The point being made here is that the rules that were notified by the Jammu and Kashmir administration are on thin ice and can be struck down by the Supreme Court should anyone raise it. This is so despite the fact that so far the Supreme Court of India has only upheld the legal validity of domicile reservations. The reason being that the 100 per cent domiciliary reservation is unprecedented. Already there is a case in the Supreme Court on a similar matter.
All States Have Domicile Reservation
There is nothing unique about Jammu and Kashmir having domiciliary reservation. Many states in India have extended domicile reservation in educational institutions. The domicile reservation has been a part of the admissions to medical colleges for quite some time now. Apart from the medical colleges, more recently, state governments in Gujarat, Karnataka, Odisha and Rajasthan and the Union Territory of Delhi have extended domicile reservation in the National Law schools in their territory. There is domicile reservation in National Eligibility cum Entrance Test allowing state government to reserve up to 85 per cent of the seats for the students domiciled in the particular state.
The same is true of the 15 years qualifying criteria to avail of domiciliary reservations. Almost every state government/UT issues domicile certificates. This Certificate is required as proof of residence only to avail quotas for a resident in educational institutions and in the Government Service. To get the certificate, proof of continuous residence in the State/UT for a specified minimum period depending on the rules in the State/UT concerned is required. In many cases, the stipulated period is 20 years. The only provision that is unique is the granting of domicile reservation, as has been notified for those residing in Jammu and Kashmir on work of the organs of the state; central government and its subsidiaries.
Against International Norms
This rule is in complete contradiction of the basic principle of the domicile by choice; freedom of choice. It also goes against international norms and practices. It is an internationally accepted tenet, upheld in numerous court verdicts, that “residence for domicile rights” must be freely chosen and not prescribed or dictated by any external necessity such as the duties of office”.
Further, it cannot be fixed for any defined period or particular purpose but has to be general and indefinite in its future duration. In other words, for the domicile rights to be legally valid, the intention to settle down in a place must be free and voluntary.

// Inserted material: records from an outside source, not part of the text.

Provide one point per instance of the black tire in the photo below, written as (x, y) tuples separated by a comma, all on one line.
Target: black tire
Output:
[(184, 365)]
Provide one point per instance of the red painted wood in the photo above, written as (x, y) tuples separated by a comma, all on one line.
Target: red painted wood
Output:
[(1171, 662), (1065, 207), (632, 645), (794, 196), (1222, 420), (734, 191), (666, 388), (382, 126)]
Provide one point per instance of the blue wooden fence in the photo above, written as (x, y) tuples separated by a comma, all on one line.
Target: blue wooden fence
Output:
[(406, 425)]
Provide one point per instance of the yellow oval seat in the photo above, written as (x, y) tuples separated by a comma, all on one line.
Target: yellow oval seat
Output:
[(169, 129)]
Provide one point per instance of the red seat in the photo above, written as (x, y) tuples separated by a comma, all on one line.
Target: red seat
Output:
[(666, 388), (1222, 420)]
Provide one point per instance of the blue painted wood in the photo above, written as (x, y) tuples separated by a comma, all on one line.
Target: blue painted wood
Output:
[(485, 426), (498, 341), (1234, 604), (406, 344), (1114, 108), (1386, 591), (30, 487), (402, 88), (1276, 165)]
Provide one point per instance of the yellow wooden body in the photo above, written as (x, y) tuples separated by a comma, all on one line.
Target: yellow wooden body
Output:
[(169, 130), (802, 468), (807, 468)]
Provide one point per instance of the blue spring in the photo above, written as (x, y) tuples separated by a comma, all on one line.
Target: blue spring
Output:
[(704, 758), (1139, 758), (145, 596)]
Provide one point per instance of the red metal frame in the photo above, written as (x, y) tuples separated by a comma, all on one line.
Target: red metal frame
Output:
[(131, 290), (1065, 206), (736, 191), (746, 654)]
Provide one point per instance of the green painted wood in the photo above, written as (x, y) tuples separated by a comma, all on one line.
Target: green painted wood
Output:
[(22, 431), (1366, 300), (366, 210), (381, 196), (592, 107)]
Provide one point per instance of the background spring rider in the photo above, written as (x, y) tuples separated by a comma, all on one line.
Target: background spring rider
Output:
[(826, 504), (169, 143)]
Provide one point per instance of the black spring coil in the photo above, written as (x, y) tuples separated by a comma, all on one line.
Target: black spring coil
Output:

The inference is that as soon as the purpose of stay or generally animus manendi changes, the fact of domicile of choice gets extinguished by law.
As such, Section 3A, sub-section 1, clause (a) and Section 3A, sub-section 2, clause (a) of The Jammu and Kashmir Civil Services (Decentralisation and Recruitment) Act (Act No.XVI of 2010) fly in the face of the established tenets of the domicile of choice. Clearly, the “choice” is being incentivised and guided, if not ordered. The choice will be made by the government and only complied by the individual. Hence, it is contrary to practice.